# Leader



## Tobiwan (Apr 27, 2012)

So I got my new 10lb braid in the mail today and got all rigged up with 20lb mono leader tied with a double-uni knot. Everything seemed perfect until I went down to the water to try it out. The knot hangs up on the guides =(. What am I doing wrong? Is 20lb leader to heavy? My knot seems perfect. Help!


----------



## feelin' wright (Oct 7, 2007)

Uni to uni is pretty bulky. Might want to look at a blood knot. It has a smaller diameter when tied.


----------



## PCfisher66 (Oct 13, 2010)

How long is your leader, I usually start mine out about 2', that allow me to not reel the knot past the tip.


----------



## Tobiwan (Apr 27, 2012)

It's about ten feet. I was just doing what I saw on YouTube they said use a leader a bit longer then my rod. I could make it small so I don't have to reel it through the guides I guess.


----------



## trubio007 (Oct 22, 2008)

Try this...Take the leader and braid and over lap it about 12". Twist the braid around the mono 6-7 times ( any more than this will break the mono when you tighten). Once you do that take the end of the braid and the end of the leader and bend them back towards each other. Again wrap the braid around the mono 6-7 times. You should now have the end of the braid facing the direction of the reel and the end of your leader facing the direction of the rest of your leader.

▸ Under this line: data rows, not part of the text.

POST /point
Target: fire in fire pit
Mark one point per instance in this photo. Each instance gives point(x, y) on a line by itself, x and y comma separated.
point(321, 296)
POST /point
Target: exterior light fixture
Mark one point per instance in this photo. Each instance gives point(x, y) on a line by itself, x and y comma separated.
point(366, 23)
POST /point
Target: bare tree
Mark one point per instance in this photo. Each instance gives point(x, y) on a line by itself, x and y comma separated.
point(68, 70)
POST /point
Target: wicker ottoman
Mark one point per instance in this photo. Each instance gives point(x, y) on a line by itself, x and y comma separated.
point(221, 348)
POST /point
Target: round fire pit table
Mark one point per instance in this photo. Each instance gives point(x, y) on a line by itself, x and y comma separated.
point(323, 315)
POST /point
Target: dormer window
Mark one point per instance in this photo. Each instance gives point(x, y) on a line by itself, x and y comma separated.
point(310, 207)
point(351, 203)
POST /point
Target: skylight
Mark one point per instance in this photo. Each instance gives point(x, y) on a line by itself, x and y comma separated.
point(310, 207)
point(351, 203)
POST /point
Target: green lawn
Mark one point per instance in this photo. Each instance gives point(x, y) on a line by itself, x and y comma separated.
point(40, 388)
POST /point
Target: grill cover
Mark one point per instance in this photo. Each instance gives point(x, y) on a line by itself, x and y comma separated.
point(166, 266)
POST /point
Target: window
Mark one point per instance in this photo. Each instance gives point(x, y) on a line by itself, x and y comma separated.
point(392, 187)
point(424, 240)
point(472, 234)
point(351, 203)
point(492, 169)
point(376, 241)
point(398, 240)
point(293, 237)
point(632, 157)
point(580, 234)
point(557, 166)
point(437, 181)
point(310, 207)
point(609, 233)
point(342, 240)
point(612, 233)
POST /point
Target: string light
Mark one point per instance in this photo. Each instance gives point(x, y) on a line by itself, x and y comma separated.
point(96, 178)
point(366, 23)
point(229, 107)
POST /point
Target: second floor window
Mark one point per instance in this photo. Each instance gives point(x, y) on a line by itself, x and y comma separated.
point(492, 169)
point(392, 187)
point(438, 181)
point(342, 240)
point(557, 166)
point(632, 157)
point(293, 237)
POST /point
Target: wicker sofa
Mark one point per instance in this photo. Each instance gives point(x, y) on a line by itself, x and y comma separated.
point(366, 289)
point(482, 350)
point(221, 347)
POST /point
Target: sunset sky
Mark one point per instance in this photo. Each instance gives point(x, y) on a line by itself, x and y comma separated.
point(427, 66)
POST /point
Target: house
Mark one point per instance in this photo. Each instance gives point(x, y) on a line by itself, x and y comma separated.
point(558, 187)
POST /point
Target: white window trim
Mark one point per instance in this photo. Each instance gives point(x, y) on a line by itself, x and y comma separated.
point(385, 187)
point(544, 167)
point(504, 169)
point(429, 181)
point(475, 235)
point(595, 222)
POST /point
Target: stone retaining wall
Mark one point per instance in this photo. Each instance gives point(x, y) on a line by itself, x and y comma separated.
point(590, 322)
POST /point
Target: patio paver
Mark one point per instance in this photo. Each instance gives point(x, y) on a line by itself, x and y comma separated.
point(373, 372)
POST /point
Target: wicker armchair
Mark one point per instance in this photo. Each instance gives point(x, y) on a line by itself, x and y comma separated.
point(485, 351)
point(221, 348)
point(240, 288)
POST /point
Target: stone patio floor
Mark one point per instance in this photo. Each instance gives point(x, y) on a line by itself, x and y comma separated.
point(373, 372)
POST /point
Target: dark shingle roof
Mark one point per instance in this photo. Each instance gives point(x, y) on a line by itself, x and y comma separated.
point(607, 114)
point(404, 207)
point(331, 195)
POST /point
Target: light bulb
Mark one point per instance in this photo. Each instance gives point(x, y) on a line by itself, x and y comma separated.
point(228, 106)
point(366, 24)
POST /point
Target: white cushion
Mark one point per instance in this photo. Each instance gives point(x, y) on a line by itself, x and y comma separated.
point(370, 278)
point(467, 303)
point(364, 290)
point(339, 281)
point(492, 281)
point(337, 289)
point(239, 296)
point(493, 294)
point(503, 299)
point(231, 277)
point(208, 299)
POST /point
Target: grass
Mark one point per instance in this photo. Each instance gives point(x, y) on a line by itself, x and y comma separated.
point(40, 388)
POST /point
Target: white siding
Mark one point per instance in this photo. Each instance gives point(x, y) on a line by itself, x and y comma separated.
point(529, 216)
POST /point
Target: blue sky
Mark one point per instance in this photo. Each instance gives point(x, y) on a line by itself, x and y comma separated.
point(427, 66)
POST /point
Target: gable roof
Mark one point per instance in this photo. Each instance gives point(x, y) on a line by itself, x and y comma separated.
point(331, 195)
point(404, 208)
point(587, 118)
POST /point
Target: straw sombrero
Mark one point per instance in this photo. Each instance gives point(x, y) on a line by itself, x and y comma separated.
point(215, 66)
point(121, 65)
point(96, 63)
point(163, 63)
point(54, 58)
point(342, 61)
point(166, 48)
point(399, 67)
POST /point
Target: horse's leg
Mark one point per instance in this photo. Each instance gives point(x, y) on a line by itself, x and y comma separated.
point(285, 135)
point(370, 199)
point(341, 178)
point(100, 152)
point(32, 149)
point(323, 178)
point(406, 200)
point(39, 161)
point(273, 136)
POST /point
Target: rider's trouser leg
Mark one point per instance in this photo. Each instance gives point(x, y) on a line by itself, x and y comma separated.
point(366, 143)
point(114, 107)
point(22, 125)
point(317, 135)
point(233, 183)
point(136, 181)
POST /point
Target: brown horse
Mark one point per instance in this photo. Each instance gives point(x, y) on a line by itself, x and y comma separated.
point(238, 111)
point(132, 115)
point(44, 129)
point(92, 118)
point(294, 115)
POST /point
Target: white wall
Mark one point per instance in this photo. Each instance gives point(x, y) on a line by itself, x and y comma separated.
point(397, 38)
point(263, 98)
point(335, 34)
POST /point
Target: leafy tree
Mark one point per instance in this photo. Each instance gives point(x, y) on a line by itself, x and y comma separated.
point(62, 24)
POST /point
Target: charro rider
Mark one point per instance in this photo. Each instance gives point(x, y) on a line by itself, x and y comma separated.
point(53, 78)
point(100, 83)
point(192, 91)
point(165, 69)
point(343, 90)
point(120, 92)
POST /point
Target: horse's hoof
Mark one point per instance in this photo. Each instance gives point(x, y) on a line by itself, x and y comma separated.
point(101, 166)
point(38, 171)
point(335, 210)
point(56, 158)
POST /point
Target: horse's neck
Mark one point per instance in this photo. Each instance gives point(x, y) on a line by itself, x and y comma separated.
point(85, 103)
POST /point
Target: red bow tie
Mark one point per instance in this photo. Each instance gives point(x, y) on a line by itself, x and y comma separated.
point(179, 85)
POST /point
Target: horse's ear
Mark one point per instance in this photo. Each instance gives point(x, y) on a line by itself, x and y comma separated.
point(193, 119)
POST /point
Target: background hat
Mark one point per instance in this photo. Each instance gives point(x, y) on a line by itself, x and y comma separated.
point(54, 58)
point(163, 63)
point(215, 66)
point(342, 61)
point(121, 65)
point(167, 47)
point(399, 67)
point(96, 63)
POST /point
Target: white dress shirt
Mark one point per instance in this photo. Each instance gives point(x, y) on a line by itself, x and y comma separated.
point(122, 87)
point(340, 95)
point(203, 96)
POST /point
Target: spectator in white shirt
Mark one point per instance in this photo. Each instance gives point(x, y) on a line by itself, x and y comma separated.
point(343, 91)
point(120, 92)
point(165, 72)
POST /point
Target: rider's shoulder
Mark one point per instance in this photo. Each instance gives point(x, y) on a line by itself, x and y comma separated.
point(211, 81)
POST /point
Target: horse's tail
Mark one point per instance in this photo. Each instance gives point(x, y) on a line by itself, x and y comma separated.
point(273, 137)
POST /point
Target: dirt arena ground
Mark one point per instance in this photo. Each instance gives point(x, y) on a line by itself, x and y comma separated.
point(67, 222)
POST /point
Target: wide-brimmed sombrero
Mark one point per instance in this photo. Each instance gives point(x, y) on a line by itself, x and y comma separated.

With one hand pinch the end of the braid and the rest of the braid and with the other hand pinch the end of the leader and the rest of the leader and pull until the twists are tight. Then, release the end of the braid and the end of the leader and pull the lines. They should start to twist together. I dont know what this knot is called but its not actually a knot. The lines are twisted together. This method keeps the braid from cutting the mono when you have a fish pulling on it. Hope this helps.


----------



## sailmaker (Dec 10, 2007)

Did you miss this?

http://www.pensacolafishingforum.com/f28/modified-albright-128975/


----------



## Tobiwan (Apr 27, 2012)

No I did not miss that. I was just doing what the package from the company said to do. It specifically says use a uni to uni. I will try the modified albright. Read the last line.


----------



## GulfSteve (Jun 22, 2012)

I have been using uni-uni the same way with same problems... was considering switching to the mod. albright as well but I also bought some really tiny black swivels from tackle shop that are REALLY small but rated for 100#... thought that might be a nice option also.


----------



## Wad Shooter (Jul 31, 2012)

Probably a dumb question but why would you want to reel your leader through the guides? Also is 10ft not a little long for inshore?


----------



## Tobiwan (Apr 27, 2012)

Those are both good questions this is my first time using braid. So I don't know if you should have 10ft of leader or not and I don't really want to reel it through my guides. I just heard you should use a length of leader that's as long as your rod but I'm truly not sure. If 2 ft of leader is enough then that's awesome that means I don't have to reel it through my guides lol.


----------



## Wad Shooter (Jul 31, 2012)

I use a 2 to 3 ft leader and normally use small swivels


----------



## sailmaker (Dec 10, 2007)

I can't and won't fault you for following instructions brother, that's not why I post. All I can say is that even though I live in Arkansas, I've been fishing since I was 5 and I'm now 57, and I've been using Spectra braid ever since it came out many, MANY years (decades) back. Only trying to help out here.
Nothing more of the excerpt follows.